Department of Industrial Engineering & Decision Analytics [Joint IEDA/ISOM] seminar - Near-Optimal Last-Iterate Convergence for Zero-Sum Games with Bandit Feedback and Opponent Actions
Supporting the below United Nations Sustainable Development Goals:支持以下聯合國可持續發展目標:支持以下联合国可持续发展目标:
Last-iterate convergence of learning dynamics in games has attracted significant recent attention. In two-player zero-sum games with bandit feedback, where only the loss of the selected action pair is observed, Fiegel et al. [2025] show a separation between average-iterate and last-iterate convergence in duality gap: while the optimal t^{-1/2} rate after t rounds is achievable for the former via standard no-regret algorithms, the latter cannot converge faster than t^{-1/3} in expectation or t^{-1/4} with high probability.
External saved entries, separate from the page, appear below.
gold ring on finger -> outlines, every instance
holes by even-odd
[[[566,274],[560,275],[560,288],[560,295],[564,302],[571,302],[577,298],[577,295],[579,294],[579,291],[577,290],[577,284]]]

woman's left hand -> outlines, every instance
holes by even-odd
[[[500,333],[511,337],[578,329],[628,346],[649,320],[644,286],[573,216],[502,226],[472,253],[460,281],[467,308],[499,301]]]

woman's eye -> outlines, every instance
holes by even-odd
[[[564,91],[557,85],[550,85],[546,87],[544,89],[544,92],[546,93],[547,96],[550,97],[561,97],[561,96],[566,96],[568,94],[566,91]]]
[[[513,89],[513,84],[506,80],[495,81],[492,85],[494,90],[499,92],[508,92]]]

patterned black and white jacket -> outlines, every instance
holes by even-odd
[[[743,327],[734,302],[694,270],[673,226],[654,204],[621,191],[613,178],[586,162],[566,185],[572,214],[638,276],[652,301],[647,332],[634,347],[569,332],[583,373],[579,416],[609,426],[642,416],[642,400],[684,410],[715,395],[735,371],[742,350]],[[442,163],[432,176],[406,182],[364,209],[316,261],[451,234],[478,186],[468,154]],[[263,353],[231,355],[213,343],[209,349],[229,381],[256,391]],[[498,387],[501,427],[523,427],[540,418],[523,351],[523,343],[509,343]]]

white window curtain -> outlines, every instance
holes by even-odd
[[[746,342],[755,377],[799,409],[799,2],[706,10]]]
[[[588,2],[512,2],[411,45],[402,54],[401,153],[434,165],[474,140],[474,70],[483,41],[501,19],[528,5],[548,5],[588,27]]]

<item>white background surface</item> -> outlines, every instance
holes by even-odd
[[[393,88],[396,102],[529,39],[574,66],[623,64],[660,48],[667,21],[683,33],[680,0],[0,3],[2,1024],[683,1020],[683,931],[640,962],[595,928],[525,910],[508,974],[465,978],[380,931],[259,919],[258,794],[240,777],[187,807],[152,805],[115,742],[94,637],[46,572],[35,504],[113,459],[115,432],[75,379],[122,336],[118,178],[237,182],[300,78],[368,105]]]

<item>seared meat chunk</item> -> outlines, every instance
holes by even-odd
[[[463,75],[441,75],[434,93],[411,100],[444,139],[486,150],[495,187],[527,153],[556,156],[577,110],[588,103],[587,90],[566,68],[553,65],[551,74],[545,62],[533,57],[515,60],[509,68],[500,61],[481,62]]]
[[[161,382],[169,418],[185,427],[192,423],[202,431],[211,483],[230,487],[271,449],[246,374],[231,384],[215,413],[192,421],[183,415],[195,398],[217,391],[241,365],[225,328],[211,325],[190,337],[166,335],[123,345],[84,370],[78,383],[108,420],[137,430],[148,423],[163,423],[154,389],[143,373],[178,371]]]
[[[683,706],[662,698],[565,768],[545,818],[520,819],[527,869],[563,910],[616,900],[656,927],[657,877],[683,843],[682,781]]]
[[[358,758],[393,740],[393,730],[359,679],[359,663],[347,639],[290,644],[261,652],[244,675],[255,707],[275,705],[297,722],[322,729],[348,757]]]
However, in many practical settings (such as preference learning), the players observe not only their loss but also the opponent’s action. This raises a natural question: can such additional information enable faster last-iterate convergence? We answer this question affirmatively, showing that t^{-1/2} last-iterate convergence is achievable with high probability in this setting, via an efficient algorithm that updates its strategy infrequently by solving an estimated log-barrier-regularized game. We identify fundamental obstacles preventing standard analysis for multi-armed bandits (the single-player case) from generalizing to games, and develop a novel analysis to overcome them. Experiments confirm that our algorithm indeed converges faster than naive baselines and prior methods that do not exploit opponent-action feedback. Finally, we note that our results also improve those for dueling bandits, a special case with skew-symmetric game matrices.
Mengxiao Zhang is an assistant professor at the Business Analytics Department at University of Iowa. He obtained a PhD degree in Computer Science at University of Southern California advised by Prof. Haipeng Luo. His research is about designing robust and adaptive machine learning algorithms with strong theoretical guarantees, with a focus on general sequential learning problems, including online learning, bandit problems, game theory and various operational research and revenue management applications. He has published papers in several machine learning conferences and learning theory conferences, including oral and spotlight presentations. He has interned with Microsoft Research and Amazon, and received a B.S. in the School of EECS from Peking University.